The base code is 8.0.27 

diff --git a/sql/range_optimizer/range_optimizer.cc b/sql/range_optimizer/range_optimizer.cc
index 80d2f442c1d..9fe72117d10 100644
--- a/sql/range_optimizer/range_optimizer.cc
+++ b/sql/range_optimizer/range_optimizer.cc
@@ -402,8 +402,7 @@ static int fill_used_fields_bitmap(RANGE_OPT_PARAM *param,
                         for this join (so values can be assumed to be present).
                         Otherwise 0.
       limit             Query limit
-      force_quick_range Prefer to use range (instead of full table scan) even
-                        if it is more expensive.
+      force_quick_range Force consider range event the table scan cost little
       interesting_order The sort order the range access method must be able
                         to provide. Three-value logic: asc/desc/don't care
       table             The table to optimize over.
@@ -459,8 +458,8 @@ static int fill_used_fields_bitmap(RANGE_OPT_PARAM *param,
      code to pass it by reference if it doesn't.
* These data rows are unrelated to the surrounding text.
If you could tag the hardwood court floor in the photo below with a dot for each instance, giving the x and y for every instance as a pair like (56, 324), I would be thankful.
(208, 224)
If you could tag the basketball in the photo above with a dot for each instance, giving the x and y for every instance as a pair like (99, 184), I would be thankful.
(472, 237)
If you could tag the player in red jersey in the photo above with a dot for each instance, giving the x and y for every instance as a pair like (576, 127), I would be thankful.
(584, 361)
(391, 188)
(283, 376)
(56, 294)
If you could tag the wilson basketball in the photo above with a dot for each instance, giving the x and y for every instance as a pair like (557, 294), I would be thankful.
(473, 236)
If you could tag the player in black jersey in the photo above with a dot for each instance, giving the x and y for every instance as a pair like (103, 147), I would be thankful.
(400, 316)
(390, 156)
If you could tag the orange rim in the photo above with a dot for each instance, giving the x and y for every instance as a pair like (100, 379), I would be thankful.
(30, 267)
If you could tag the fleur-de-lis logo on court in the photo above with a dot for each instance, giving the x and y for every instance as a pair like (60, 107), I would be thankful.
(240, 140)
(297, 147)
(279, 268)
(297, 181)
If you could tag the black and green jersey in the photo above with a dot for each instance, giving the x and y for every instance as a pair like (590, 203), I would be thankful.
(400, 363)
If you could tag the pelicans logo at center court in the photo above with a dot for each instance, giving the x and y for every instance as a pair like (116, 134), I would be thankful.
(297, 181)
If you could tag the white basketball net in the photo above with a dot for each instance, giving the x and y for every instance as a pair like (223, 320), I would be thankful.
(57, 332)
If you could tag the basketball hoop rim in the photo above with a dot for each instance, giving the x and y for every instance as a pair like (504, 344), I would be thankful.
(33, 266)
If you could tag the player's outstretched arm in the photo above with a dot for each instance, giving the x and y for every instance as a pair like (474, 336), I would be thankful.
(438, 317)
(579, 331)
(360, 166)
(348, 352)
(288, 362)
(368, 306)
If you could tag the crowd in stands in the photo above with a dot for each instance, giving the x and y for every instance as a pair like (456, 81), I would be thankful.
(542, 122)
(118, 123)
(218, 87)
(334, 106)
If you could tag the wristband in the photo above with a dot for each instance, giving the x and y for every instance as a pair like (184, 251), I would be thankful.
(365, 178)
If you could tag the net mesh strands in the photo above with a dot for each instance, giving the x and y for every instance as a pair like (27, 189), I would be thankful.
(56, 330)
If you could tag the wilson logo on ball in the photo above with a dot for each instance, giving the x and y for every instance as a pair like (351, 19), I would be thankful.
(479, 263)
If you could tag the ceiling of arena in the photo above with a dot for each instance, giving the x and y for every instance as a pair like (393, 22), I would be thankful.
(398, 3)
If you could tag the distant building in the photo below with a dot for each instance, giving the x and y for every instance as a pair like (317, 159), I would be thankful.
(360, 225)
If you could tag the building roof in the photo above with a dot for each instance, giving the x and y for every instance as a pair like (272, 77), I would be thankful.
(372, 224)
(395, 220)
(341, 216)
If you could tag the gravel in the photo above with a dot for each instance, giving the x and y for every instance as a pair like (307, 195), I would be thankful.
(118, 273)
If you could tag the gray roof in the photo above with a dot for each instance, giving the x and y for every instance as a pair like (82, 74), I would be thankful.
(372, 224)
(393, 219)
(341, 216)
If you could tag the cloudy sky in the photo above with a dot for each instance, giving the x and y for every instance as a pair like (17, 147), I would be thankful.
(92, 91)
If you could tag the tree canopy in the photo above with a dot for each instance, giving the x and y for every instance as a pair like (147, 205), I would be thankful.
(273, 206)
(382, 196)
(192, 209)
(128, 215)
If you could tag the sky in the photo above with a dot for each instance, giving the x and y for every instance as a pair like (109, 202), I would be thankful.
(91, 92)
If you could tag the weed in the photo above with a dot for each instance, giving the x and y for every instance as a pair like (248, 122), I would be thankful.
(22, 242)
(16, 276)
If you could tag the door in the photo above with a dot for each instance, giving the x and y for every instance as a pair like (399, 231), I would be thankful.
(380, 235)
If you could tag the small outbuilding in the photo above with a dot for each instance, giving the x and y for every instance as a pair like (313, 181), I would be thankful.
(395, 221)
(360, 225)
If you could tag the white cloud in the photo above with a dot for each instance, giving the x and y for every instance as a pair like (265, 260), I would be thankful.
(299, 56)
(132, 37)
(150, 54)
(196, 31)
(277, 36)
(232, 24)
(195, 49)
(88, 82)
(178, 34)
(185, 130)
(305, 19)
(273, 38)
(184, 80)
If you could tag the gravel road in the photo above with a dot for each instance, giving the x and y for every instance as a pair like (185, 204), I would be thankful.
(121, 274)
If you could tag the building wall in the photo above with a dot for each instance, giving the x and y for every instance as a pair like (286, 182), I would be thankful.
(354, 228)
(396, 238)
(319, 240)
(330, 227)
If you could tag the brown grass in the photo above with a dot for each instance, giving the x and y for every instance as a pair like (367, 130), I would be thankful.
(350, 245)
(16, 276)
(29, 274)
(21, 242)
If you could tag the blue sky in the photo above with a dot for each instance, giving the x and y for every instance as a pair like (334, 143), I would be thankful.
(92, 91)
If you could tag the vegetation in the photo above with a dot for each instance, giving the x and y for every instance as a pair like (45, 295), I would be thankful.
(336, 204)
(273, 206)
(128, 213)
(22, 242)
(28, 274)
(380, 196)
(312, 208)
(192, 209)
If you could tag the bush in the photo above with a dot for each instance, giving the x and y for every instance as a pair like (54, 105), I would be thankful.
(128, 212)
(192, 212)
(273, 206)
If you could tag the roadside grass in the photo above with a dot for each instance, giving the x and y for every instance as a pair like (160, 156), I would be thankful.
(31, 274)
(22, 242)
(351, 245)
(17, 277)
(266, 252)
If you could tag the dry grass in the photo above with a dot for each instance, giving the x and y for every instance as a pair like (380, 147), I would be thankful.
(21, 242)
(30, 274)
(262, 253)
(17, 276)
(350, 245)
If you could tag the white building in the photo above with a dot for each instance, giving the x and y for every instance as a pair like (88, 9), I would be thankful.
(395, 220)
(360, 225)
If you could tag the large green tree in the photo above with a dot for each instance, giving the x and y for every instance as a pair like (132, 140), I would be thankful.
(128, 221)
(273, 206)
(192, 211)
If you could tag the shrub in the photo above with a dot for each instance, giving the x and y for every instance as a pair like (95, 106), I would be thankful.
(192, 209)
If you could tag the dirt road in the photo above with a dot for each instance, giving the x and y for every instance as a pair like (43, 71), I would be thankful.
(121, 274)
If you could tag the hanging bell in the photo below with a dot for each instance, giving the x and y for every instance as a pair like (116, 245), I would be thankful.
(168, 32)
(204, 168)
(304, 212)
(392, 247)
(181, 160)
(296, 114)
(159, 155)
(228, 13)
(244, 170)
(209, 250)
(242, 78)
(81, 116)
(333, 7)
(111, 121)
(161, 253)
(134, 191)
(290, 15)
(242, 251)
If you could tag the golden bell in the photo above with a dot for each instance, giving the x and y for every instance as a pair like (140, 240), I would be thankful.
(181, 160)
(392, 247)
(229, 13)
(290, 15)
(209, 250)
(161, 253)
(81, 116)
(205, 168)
    * In addition to force_quick_range other means can be (an usually are) used
-     to make this function prefer range over full table scan. Figure out if
-     force_quick_range is really needed.
+     to make this function consider range even table scan cost little. Figure
+     out if force_quick_range is really needed.

   RETURN
    -1 if impossible select (i.e. certainly no rows will be selected)
diff --git a/sql/sql_optimizer.cc b/sql/sql_optimizer.cc
index fd387aad2e8..951639104f9 100644
--- a/sql/sql_optimizer.cc
+++ b/sql/sql_optimizer.cc
@@ -2423,9 +2423,9 @@ static bool test_if_skip_sort_order(JOIN_TAB *tab, ORDER_with_src &order,
           0,  // empty table_map
           join->calc_found_rows ? HA_POS_ERROR
                                 : join->query_expression()->select_limit_cnt,
-          true,  // force quick range
+          false,
           order.order->direction, tab->table(), tab->skip_records_in_range(),
-          tab->condition(), &tab->needed_reg, &qck, tab->table()->force_index,
+          tab->condition(), &tab->needed_reg, &qck, true /* ignore_table_scan */,
           join->query_block);
       if (order_direction < 0 && tab->quick() != nullptr &&
           tab->quick() != save_quick) {
@@ -2448,6 +2448,14 @@ static bool test_if_skip_sort_order(JOIN_TAB *tab, ORDER_with_src &order,
       */
       assert(tab->quick() == save_quick || tab->quick() == nullptr);
       tab->set_quick(qck);
+      /*
+        Access method changed. This is after deciding join order
+        and access method for all other tables so the info
+        updated below will not have any effect on the execution
+        plan.
+      */
+      if (tab->quick())
+        tab->set_type(calc_join_type(tab->quick()->get_type()));
     }
     order_direction = best_key_direction;
     /*
[22 Oct 2021 13:55] MySQL Verification Team
Hi Mr. Yang,

Thank you for your bug report.

We were able to repeat it.

Thank you also for your patch. Although your patch is fine, there is an error in the comment. FORCE INDEX does NOT force table scan, as you wrote, but index scan. I have not found it documented in our manual.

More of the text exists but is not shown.